Theme 4: potential risks and barriers
Challenges of a cognitive strengths approach
Clinicians were concerned that a cognitive strengths approach could reduce attention toward deficits or acute needs. If therapeutic time was made available for assessing and working with cognitive strengths, clinicians may “end up not really focusing on what’s not going so well” (P6) and “almost ignore the deficits” (P1). Similarly, focusing on cognitive strengths was thought to interfere with risk assessment or management of acute psychotic symptoms. Nevertheless, several clinicians believed that young people’s difficulties would not be neglected given that the prevailing focus was on deficits.

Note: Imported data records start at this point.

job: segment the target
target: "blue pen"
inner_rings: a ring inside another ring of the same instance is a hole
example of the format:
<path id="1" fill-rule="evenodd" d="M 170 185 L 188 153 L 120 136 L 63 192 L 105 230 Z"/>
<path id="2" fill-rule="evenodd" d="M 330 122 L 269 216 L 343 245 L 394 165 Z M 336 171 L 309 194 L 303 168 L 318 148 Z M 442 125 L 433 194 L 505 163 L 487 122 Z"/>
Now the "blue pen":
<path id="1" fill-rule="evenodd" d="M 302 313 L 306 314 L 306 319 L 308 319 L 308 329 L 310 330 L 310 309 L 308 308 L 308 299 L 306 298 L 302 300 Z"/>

Clinicians were further concerned that a cognitive strengths approach would engender unrealistic hope for young people. This could occur when few, or fewer than expected, cognitive strengths were found or where, “the strengths that you find may not be the strengths that young people want to have in their brain” (P8). Clinicians also indicated that false hope could arise if cognitive strengths identified during recovery regressed during relapse. Some clinicians felt that this situation could cause young people to experience a greater sense of loss: “and that might, if it didn’t go well, that might bring about a sense of hopelessness” (P9).

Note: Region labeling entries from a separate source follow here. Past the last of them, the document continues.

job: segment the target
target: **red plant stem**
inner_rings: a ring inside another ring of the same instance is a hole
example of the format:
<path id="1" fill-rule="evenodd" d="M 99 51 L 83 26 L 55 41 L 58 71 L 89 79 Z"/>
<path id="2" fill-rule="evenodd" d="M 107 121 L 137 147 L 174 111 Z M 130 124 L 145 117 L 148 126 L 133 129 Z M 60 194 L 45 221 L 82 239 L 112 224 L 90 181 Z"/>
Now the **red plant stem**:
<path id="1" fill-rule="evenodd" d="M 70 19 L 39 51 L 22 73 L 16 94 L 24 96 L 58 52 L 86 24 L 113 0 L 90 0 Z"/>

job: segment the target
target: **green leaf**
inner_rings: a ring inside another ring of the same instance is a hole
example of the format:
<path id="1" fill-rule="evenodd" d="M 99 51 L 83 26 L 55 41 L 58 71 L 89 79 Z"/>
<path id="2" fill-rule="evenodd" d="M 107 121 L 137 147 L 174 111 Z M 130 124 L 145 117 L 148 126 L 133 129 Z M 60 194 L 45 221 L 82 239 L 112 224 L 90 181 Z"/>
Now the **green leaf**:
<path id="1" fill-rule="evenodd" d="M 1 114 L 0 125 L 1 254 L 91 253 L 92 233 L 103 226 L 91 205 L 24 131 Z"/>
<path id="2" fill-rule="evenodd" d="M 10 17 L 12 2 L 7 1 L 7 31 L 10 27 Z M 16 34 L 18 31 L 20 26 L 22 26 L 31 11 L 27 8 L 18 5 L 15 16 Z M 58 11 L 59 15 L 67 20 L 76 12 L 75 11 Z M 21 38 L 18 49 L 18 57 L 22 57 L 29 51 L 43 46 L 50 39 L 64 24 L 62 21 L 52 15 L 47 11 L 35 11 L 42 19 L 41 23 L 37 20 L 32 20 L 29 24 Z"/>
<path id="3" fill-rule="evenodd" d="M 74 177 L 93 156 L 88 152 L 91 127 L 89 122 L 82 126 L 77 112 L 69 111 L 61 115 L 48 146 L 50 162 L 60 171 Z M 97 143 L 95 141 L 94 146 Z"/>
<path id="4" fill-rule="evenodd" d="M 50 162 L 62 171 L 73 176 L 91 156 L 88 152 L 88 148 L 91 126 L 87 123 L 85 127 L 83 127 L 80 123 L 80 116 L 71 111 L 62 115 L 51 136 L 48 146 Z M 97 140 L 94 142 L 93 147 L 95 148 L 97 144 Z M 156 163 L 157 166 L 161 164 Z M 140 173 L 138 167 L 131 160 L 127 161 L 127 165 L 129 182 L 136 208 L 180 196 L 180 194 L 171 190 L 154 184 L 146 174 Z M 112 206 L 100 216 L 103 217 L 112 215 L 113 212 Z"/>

Clinicians were also concerned that focusing on cognitive strengths would risk invalidating young people’s concerns:
“If you talk too much about strengths, it can be perceived as dismissing, like, ‘things are really shit for me right now and we’re talking about what’s...what I’m doing right’?” (P1).
Challenges within the FEP service context
Time and resource limitations were frequently highlighted as a barrier to cognitive strengths assessment and treatment. Most clinicians believed it would be difficult to implement new assessments with their current time constraints:
“I think a big factor for a lot of clinicians is the time constraints that holding an assessment sort of has on your demands” (P2); “The biggest thing is time, really.” (P6).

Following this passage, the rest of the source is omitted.